The description of yaml file can be found in this doc. To get better accuracy, the pretrained modelis used in yaml.

  • Distributed training
export CUDA_VISIBLE_DEVICES=0,1,2,3
python3.7 -m paddle.distributed.launch \
    --gpus="0,1,2,3" \
      tools/train.py \
      -m train \
      -c ppcls/configs/slim/ResNet50_vd_quantization.yaml
3.1.2 Offline quantization

Attention: At present, offline quantization must use inference model as input, which can be exported by trained model. The process of exporting inference model for trained model can refer to this doc.

Generally speaking, the offline quantization gets more loss of accuracy than online qutization training.

After getting inference model, we can run following command to get offline quantization model.
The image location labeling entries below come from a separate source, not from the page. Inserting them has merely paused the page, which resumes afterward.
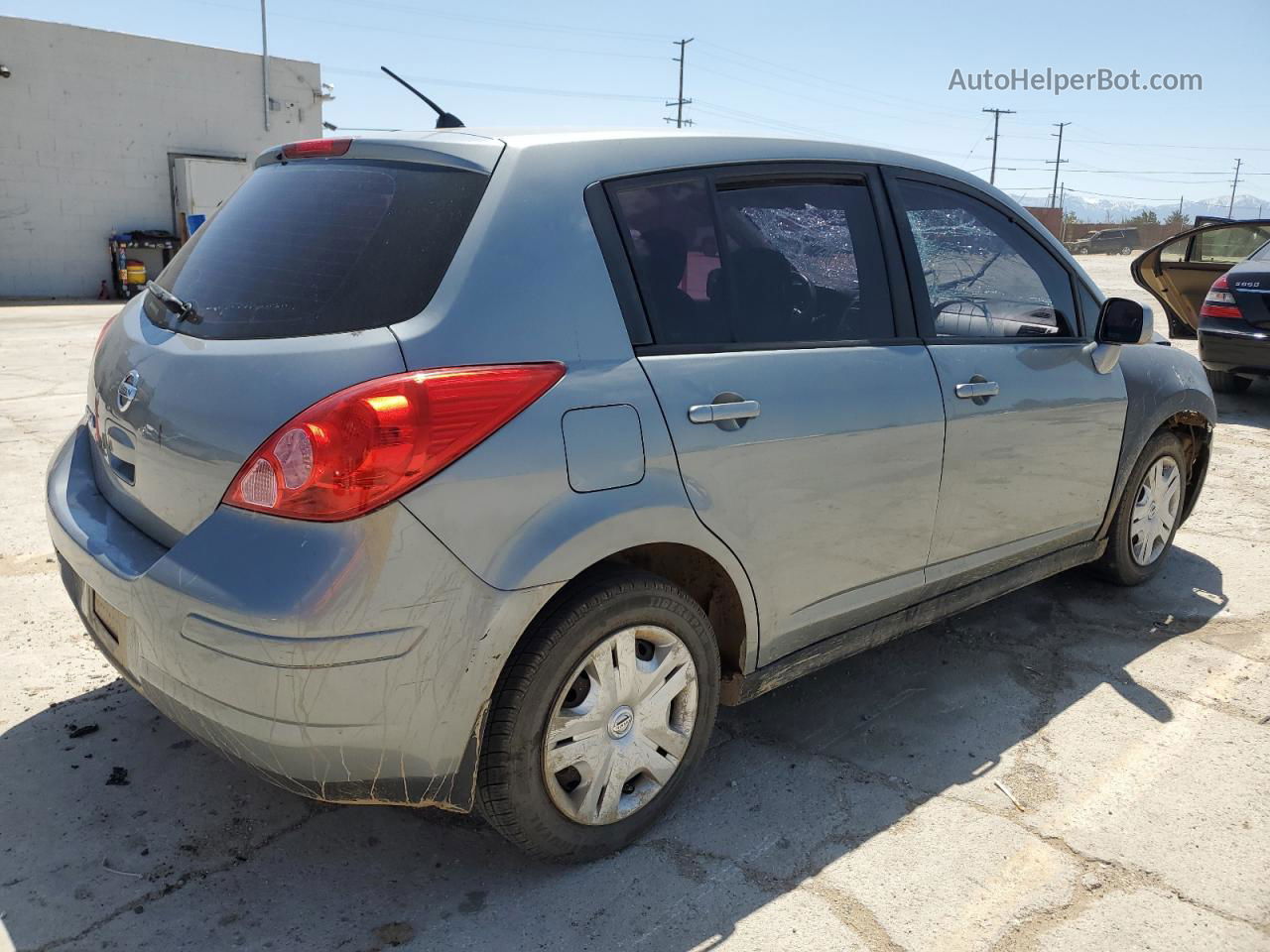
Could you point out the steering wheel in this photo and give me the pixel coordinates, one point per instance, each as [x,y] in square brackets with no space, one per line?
[802,296]
[980,307]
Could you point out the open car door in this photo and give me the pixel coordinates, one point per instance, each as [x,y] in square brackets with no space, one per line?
[1180,271]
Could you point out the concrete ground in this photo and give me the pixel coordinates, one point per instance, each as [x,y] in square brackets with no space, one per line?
[1074,767]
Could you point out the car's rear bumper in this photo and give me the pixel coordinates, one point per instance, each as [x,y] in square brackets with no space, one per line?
[1236,349]
[349,661]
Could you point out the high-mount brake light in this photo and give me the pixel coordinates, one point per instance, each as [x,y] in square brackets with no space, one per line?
[309,148]
[1220,302]
[365,445]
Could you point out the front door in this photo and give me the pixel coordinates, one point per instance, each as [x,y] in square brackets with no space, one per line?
[810,434]
[1034,429]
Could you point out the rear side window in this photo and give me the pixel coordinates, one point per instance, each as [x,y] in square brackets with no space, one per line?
[1228,245]
[320,248]
[761,263]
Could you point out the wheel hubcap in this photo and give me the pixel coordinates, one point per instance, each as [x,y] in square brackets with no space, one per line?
[1155,511]
[620,725]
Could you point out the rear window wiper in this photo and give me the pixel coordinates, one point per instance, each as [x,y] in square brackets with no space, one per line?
[185,309]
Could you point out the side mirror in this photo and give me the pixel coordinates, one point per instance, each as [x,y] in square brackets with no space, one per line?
[1124,321]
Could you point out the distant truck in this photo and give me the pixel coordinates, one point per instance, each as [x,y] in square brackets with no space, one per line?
[1107,241]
python3.7 deploy/slim/quant_post_static.py -c ppcls/configs/ImageNet/ResNet/ResNet50_vd.yaml -o Global.save_inference_dir=./deploy/models/class_ResNet50_vd_ImageNet_infer

Global.save_inference_dir is the directory storing the inference model.

If run successfully, the directory quant_post_static_model is generated in Global.save_inference_dir, which stores the offline quantization model that can be used for deploy directly.

3.2 Model Pruning

  • CPU/Single GPU

If using GPU, change the cpu to gpu in the following command.

python3.7 tools/train.py -c ppcls/configs/slim/ResNet50_vd_prune.yaml -o Global.device=cpu
  • Distributed training
export CUDA_VISIBLE_DEVICES=0,1,2,3
python3.7 -m paddle.distributed.launch \
    --gpus="0,1,2,3" \
      tools/train.py \
      -c ppcls/configs/slim/ResNet50_vd_prune.yaml

4. Export inference model

After getting the compressed model, we can export it as inference model for predictive deployment. Using pruned model as example:

python3.7 tools/export.py \
    -c ppcls/configs/slim/ResNet50_vd_prune.yaml \
    -o Global.pretrained_model=./output/ResNet50_vd/best_model
    -o Global.save_inference_dir=./inference

5. Deploy

The derived model can be converted through the opt tool of PaddleLite.

For compresed model deployment, please refer to Mobile terminal model deployment

Notes:

  • In quantitative training, it is suggested to load the pre-trained model obtained from conventional training to accelerate the convergence of quantitative training.
  • In quantitative training, it is suggested that the initial learning rate should be changed to 1 / 20 ~ 1 / 10 of the conventional training, and the training epoch number should be changed to 1 / 5 ~ 1 / 2 of the conventional training. In terms of learning rate strategy, it's better to train with warmup, other configuration information is not recommended to be changed.